Business Logic in Data Warehouse

business-intelligencedata-warehousedimensional-modeling

my question is:

Should business logic be stored in the data warehouse data store? Or should it only exist in the reporting applications?

To give a more concrete example:

In the CRM operational system there are abstract concepts of leads and opportunities, and lead statuses and opportunity stages. These concepts are very common, well understood, and used across different CRM tools.

And business users can legitimately ask questions like, what is the conversion rate for all leads from status "raw lead" to status "inside sales qualified lead".

Then for the data warehouse designer, the question becomes:
1. When someone changes a lead status from x to y after a call, should that be a row in a fact table somewhere? (perhaps in the same row as the call)
If yes, then we are storing abstract business concepts, rather than just real world events, in a fact table.
2. And the bigger question is, should the data warehouse even be aware of terms like "leads" and "opportunities"?
If yes–
2. Should the fact table have columns for old_status and new_status?
3. Or, should status change be handled as a slowly changing dimension?

If business logic is stored directly in the data warehouse, a lot of business questions become easier to ask. (lead status conversion metrics, opportunity stage advancement velocity metrics, and etc) But it seems more brittle to changes, is more complex to implement, and perhaps pollute the "verbs are facts and nouns are dimensions" paradigm.

How should I approach this design, and what are the best practices and guiding principles here?

Max

Best Answer

My answer is a big YES - you should store business logic in data warehouse. That is one of the ideas of data warehouses in the first place.
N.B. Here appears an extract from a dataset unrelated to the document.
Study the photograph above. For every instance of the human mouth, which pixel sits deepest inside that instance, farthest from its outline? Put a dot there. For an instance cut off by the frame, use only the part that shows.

If you have tens of reports showing or filtering leads imagine if a rule to qualify someone as lead would change. Also, what if you have to access DWH data with different tools/systems - you'd need to replicate all the logic. Lastly, calculating this kind of labels can be time consuming and that's why you'd like to have everything precalculated in DWH for the reports to run fast.

To answer your first question - yes, you should go with SCD. There are couple apporaches and you should choose the one that suits best your requirements - it's all about how users want to analyze data (this is where the desing should start.